### Import y data and packages

In [1]:
import numpy as np # linear algebra
import pandas as pd # data processing, CSV file I/O (e.g. pd.read_csv)

import matplotlib.pyplot as plt
%matplotlib inline
from PIL import Image
from scipy.misc import imread


In [2]:
train_labels = pd.read_csv("../Data/train.csv")

In [3]:
label_names = {
    0:  "Nucleoplasm",  
    1:  "Nuclear membrane",   
    2:  "Nucleoli",   
    3:  "Nucleoli fibrillar center",   
    4:  "Nuclear speckles",
    5:  "Nuclear bodies",   
    6:  "Endoplasmic reticulum",   
    7:  "Golgi apparatus",   
    8:  "Peroxisomes",   
    9:  "Endosomes",   
    10:  "Lysosomes",   
    11:  "Intermediate filaments",   
    12:  "Actin filaments",   
    13:  "Focal adhesion sites",   
    14:  "Microtubules",   
    15:  "Microtubule ends",   
    16:  "Cytokinetic bridge",   
    17:  "Mitotic spindle",   
    18:  "Microtubule organizing center",   
    19:  "Centrosome",   
    20:  "Lipid droplets",   
    21:  "Plasma membrane",   
    22:  "Cell junctions",   
    23:  "Mitochondria",   
    24:  "Aggresome",   
    25:  "Cytosol",   
    26:  "Cytoplasmic bodies",   
    27:  "Rods & rings"
}

# reverse_train_labels = dict((v,k) for k,v in label_names.items())

One hot encode y

In [4]:
for key in label_names.keys():
    train_labels[label_names[key]] = 0
    
def fill_targets(row):
    row.Target = np.array(row.Target.split(" ")).astype(np.int)
    for num in row.Target:
        name = label_names[int(num)]
        row.loc[name] = 1
    return row


train_labels = train_labels.apply(fill_targets, axis=1)

Count how many samples are in each category and store that in "counts". Then create a new minority label that picks the smallest class for a given sample. We will then stratify based on this lable

In [5]:
y = train_labels
y.columns =['Id', 'Target', 0,1,2,3,4,5,6,7,8,9,10,11,12,13,14,15,16,17,18,19,20,21,22,23,24,25,26,27]
y = y[[0,1,2,3,4,5,6,7,8,9,10,11,12,13,14,15,16,17,18,19,20,21,22,23,24,25,26,27]]

In [6]:
counts = y.sum(axis=0).sort_values(ascending=False).values

In [7]:
minority = []
for label in train_labels['Target']:
    if len(label)==1:
        minority.append(label[0])
    else:
        counts_list = []
        for i in label:
            counts_list.append(counts[i])
        min_index = counts_list.index(min(counts_list))
        minority.append(label[min_index])

In [8]:
train_labels['minority_class'] = minority

### Train/Test Split on minority class

In [9]:
y_split = np.array(train_labels['minority_class'])
X_split = np.zeros(len(y_split)) # Using a dummy X for now

In [10]:
from sklearn.model_selection import StratifiedKFold

folds = StratifiedKFold(n_splits=5, shuffle=True, random_state=47)
ind = folds.split(X_split,y_split)

In [11]:
train_indexes = []
test_indexes = []
for train_index, test_index in ind:
    train_indexes.append(train_index)
    test_indexes.append(test_index)

In [12]:
y_train_minority = [y_split[i] for i in train_indexes[1]]
y_test_minority = [y_split[i] for i in test_indexes[1]]

In [13]:
y_train = y.ix[train_indexes[1]]
y_test = y.ix[test_indexes[1]]

.ix is deprecated.
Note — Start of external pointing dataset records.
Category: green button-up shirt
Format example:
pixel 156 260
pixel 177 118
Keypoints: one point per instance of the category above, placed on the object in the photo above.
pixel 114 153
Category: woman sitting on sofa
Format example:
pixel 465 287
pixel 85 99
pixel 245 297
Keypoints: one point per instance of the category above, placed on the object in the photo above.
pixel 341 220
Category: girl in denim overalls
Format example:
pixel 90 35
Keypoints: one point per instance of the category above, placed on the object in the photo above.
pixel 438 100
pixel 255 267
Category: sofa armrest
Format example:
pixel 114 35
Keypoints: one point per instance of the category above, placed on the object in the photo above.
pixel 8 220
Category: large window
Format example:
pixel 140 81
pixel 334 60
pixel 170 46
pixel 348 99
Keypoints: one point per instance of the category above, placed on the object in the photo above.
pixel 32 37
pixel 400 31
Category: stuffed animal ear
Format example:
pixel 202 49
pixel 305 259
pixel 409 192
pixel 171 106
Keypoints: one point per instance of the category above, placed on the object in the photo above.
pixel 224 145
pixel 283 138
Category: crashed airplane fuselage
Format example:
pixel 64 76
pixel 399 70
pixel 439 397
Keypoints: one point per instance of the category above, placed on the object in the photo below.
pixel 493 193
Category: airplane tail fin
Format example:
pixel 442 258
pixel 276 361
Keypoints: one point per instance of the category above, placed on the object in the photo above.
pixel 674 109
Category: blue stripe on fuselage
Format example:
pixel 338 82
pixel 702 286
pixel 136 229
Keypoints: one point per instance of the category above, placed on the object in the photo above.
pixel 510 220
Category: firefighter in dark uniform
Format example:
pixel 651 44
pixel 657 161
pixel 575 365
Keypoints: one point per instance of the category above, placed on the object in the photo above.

Please use
.loc for label based indexing or
.iloc for positional indexing

See the documentation here:
http://pandas.pydata.org/pandas-docs/stable/indexing.html#ix-indexer-is-deprecated
  """Entry point for launching an IPython kernel.


In [14]:
y_train_target = train_labels.ix[train_indexes[1]]
y_test_target = train_labels.ix[test_indexes[1]]

.ix is deprecated. Please use
.loc for label based indexing or
.iloc for positional indexing

See the documentation here:
http://pandas.pydata.org/pandas-docs/stable/indexing.html#ix-indexer-is-deprecated
  """Entry point for launching an IPython kernel.


Checking that they appear in similar distributions:

### Train/Test Split training data (to use in model selection)

In [15]:
y_sub_split = np.array(y_train_target['minority_class'])
X_sub_split = np.zeros(len(y_sub_split)) # Using a dummy X for now

In [16]:
from sklearn.model_selection import StratifiedKFold

sub_folds = StratifiedKFold(n_splits=5, shuffle=True, random_state = 4)
sub_ind = sub_folds.split(X_sub_split,y_sub_split)

In [17]:
sub_train_indexes = []
sub_test_indexes = []
for train_index, test_index in sub_ind:
    sub_train_indexes.append(train_index)
    sub_test_indexes.append(test_index)

In [18]:
y_train_minority_sub = [y_sub_split[i] for i in sub_train_indexes[1]]
y_test_minority_sub = [y_sub_split[i] for i in sub_test_indexes[1]]

In [19]:
y_train_sub = y.ix[sub_train_indexes[1]]
y_test_sub = y.ix[sub_test_indexes[1]]

In [20]:
y_train_target_sub = train_labels.ix[sub_train_indexes[1]]
y_test_target_sub = train_labels.ix[sub_test_indexes[1]]

Checking that they appear in similar distributions:

### Limiting training data to only single label:

In [21]:
cat = []
for label in y_train_target['Target']:
    if len(label)==1:
        cat.append(label[0])
    else:
        cat.append(28)
# Make a new category (28) for all multi label images


cat_sub = []
for label in y_train_target_sub['Target']:
    if len(label)==1:
        cat_sub.append(label[0])
    else:
        cat_sub.append(28)
# Make a new category (28) for all multi label images


In [22]:
y_train_target['multi_label'] = cat

y_train_target_sub['multi_label'] = cat_sub

In [23]:
y_s_train_target = y_train_target[y_train_target['multi_label']!=28]
y_s_train = y_s_train_target[[0,1,2,3,4,5,6,7,8,9,10,11,12,13,14,15,16,17,18,19,20,21,22,23,24,25,26,27]]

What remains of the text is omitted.